To be honest, there are so many more people I’d love to hear from, and it’s one of the great privileges of my job that I’m able to cast the net wide and have these conversations regularly.
My team is actively pitching, so here’s hoping!
What is your view on the role of media?
It’s no secret that we live in a world full of misinformation. We face growing threats from unregulated social media platforms, AI-generated disinformation, and people with big megaphones who believe they can make up their own version of the truth.
So it’s clear that the role of the media in our society has never been more prominent. In the most reductive sense: discussions had in the media are influential, and ultimately impact the decisions we make and the people we vote for.
I can only speak as a journalist, and right now, I think it is incumbent upon us as journalists to be responsible and to be reliable — because trusted news has never been more essential. I also see it as my role to stimulate debate, and never shy away from asking tough, and sometimes uncomfortable, questions of those in power to hold them accountable for their actions.

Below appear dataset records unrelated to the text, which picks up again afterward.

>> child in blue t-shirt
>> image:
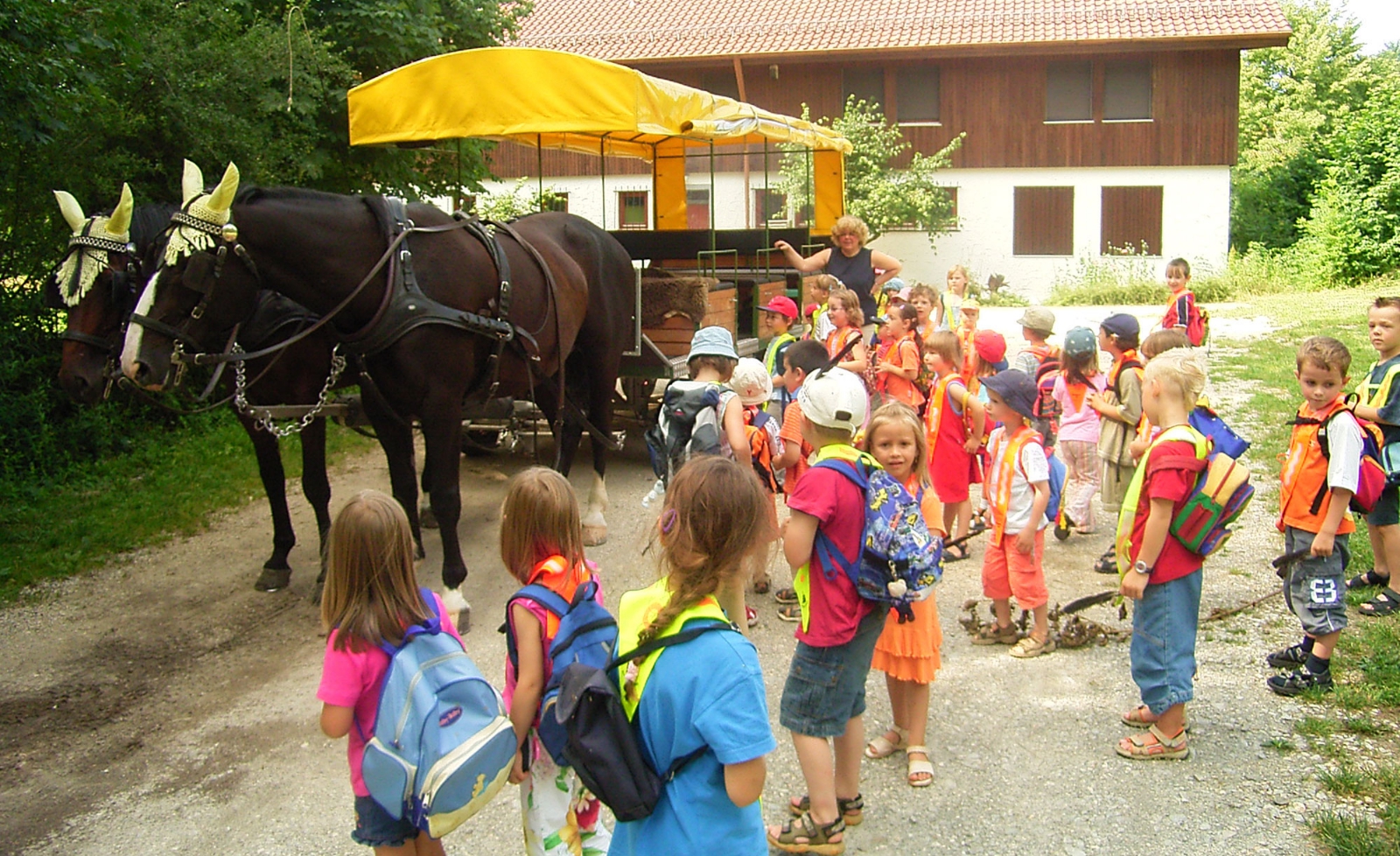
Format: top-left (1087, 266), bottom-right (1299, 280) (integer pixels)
top-left (607, 455), bottom-right (777, 856)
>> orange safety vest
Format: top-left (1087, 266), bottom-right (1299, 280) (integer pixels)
top-left (1277, 396), bottom-right (1356, 535)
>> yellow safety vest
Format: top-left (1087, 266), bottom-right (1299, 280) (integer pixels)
top-left (616, 577), bottom-right (730, 719)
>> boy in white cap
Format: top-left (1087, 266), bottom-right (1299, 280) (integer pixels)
top-left (768, 368), bottom-right (889, 853)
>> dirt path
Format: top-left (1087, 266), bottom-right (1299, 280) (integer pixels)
top-left (0, 308), bottom-right (1326, 856)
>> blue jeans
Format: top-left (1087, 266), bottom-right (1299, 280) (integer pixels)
top-left (1129, 570), bottom-right (1201, 716)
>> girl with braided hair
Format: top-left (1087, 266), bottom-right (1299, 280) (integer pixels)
top-left (609, 455), bottom-right (777, 856)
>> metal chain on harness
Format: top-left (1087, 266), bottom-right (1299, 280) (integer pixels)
top-left (234, 345), bottom-right (346, 439)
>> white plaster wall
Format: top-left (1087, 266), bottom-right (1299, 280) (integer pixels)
top-left (486, 166), bottom-right (1229, 301)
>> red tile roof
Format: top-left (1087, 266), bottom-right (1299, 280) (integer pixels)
top-left (518, 0), bottom-right (1290, 60)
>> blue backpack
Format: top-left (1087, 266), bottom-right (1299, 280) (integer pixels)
top-left (504, 580), bottom-right (618, 767)
top-left (362, 588), bottom-right (516, 838)
top-left (814, 454), bottom-right (943, 623)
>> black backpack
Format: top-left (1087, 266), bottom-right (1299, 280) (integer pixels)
top-left (555, 623), bottom-right (735, 821)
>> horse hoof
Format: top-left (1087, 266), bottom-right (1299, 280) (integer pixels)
top-left (254, 567), bottom-right (291, 591)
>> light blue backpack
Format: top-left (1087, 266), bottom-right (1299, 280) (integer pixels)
top-left (364, 588), bottom-right (516, 838)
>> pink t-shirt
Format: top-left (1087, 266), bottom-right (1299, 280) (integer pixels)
top-left (317, 593), bottom-right (462, 797)
top-left (788, 467), bottom-right (872, 648)
top-left (1054, 371), bottom-right (1109, 443)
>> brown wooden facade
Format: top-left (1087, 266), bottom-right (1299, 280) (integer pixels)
top-left (493, 49), bottom-right (1239, 178)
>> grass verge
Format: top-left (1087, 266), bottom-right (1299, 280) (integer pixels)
top-left (1211, 287), bottom-right (1400, 856)
top-left (0, 410), bottom-right (374, 602)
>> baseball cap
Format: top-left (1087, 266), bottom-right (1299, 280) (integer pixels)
top-left (686, 326), bottom-right (739, 361)
top-left (730, 357), bottom-right (773, 405)
top-left (796, 368), bottom-right (870, 437)
top-left (1017, 307), bottom-right (1054, 336)
top-left (963, 327), bottom-right (1006, 371)
top-left (1064, 326), bottom-right (1099, 357)
top-left (759, 294), bottom-right (796, 321)
top-left (1099, 312), bottom-right (1141, 336)
top-left (985, 368), bottom-right (1039, 419)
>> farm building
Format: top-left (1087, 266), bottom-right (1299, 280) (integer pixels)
top-left (487, 0), bottom-right (1290, 297)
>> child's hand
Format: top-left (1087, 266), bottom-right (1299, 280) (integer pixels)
top-left (1311, 532), bottom-right (1337, 558)
top-left (1118, 570), bottom-right (1148, 601)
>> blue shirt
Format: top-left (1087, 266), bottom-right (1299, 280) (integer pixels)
top-left (607, 621), bottom-right (777, 856)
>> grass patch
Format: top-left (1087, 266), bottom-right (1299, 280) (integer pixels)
top-left (0, 410), bottom-right (374, 602)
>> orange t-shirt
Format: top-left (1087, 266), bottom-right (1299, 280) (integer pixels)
top-left (779, 398), bottom-right (815, 496)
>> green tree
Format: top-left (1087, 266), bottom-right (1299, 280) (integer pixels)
top-left (1230, 0), bottom-right (1376, 248)
top-left (779, 95), bottom-right (966, 244)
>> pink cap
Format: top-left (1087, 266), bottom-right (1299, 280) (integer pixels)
top-left (759, 294), bottom-right (796, 321)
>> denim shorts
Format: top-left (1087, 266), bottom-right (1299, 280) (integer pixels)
top-left (1284, 526), bottom-right (1349, 636)
top-left (350, 797), bottom-right (418, 847)
top-left (1129, 570), bottom-right (1201, 716)
top-left (1367, 485), bottom-right (1400, 527)
top-left (779, 608), bottom-right (889, 737)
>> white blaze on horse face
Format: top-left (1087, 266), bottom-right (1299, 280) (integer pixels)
top-left (122, 268), bottom-right (163, 381)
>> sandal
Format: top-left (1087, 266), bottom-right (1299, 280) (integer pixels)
top-left (1006, 635), bottom-right (1054, 660)
top-left (1118, 705), bottom-right (1192, 732)
top-left (788, 795), bottom-right (865, 826)
top-left (905, 746), bottom-right (934, 788)
top-left (865, 726), bottom-right (908, 761)
top-left (1347, 567), bottom-right (1390, 588)
top-left (1113, 726), bottom-right (1192, 761)
top-left (971, 622), bottom-right (1020, 644)
top-left (768, 811), bottom-right (845, 856)
top-left (1356, 587), bottom-right (1400, 618)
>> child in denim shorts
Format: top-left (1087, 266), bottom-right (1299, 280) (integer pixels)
top-left (1115, 349), bottom-right (1206, 761)
top-left (1267, 336), bottom-right (1362, 697)
top-left (768, 368), bottom-right (887, 854)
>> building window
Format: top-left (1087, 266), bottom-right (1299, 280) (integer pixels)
top-left (842, 68), bottom-right (885, 110)
top-left (753, 187), bottom-right (787, 226)
top-left (686, 187), bottom-right (710, 228)
top-left (894, 66), bottom-right (940, 124)
top-left (618, 191), bottom-right (649, 228)
top-left (1011, 187), bottom-right (1074, 255)
top-left (1046, 61), bottom-right (1094, 122)
top-left (700, 68), bottom-right (739, 101)
top-left (1103, 60), bottom-right (1152, 122)
top-left (1099, 187), bottom-right (1162, 255)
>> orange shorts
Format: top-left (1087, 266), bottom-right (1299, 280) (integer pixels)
top-left (982, 530), bottom-right (1050, 609)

Increasingly I also think journalists have to become real time fact checkers, because part of the responsibility is to remain vigilant and proactive against threats like misinformation.
What is your vision of media 10 years from now?
I think the way people consume news will likely continue to change — as it has over the past few decades — but there’s always going to be room for us.
I know there’s a lot of discussion about whether linear television will become completely obsolete as more people shift to streaming and social media, and while I can’t predict or comment on that, what I do know is that when big things happen in the world people need somewhere to go for live updates and smart analysis.
It’s obviously important to reach audiences where they are, but I don’t think changes in the media industry necessarily need to be something to be afraid of. For example, I have colleagues at CNN who have very successfully adopted social media as a key part of their reporting. I think as new platforms pop up it can be an opportunity to experiment, and we can incorporate new ways to get that information out there, but it doesn’t take away from the core product.
Could you share an interesting work-related anecdote?
I often get asked how I started at CNN, and my response, though a cliché’, couldn’t be truer: I was in the right place at the right time. I was interning with the sports department — when I received a call from the head of HR in London telling me I had an interview for a production assistant position. For a recent university graduate, this was music to my ears. But I never applied for any position and I was sure they had the wrong person. When I stated this on the phone, the head of HR told me that my name had been recommended by several people and asked “do you want it?” To date, I still don’t know who recommended me but I’m forever grateful and in return, I strive to inspire, mentor and create the same opportunities for others.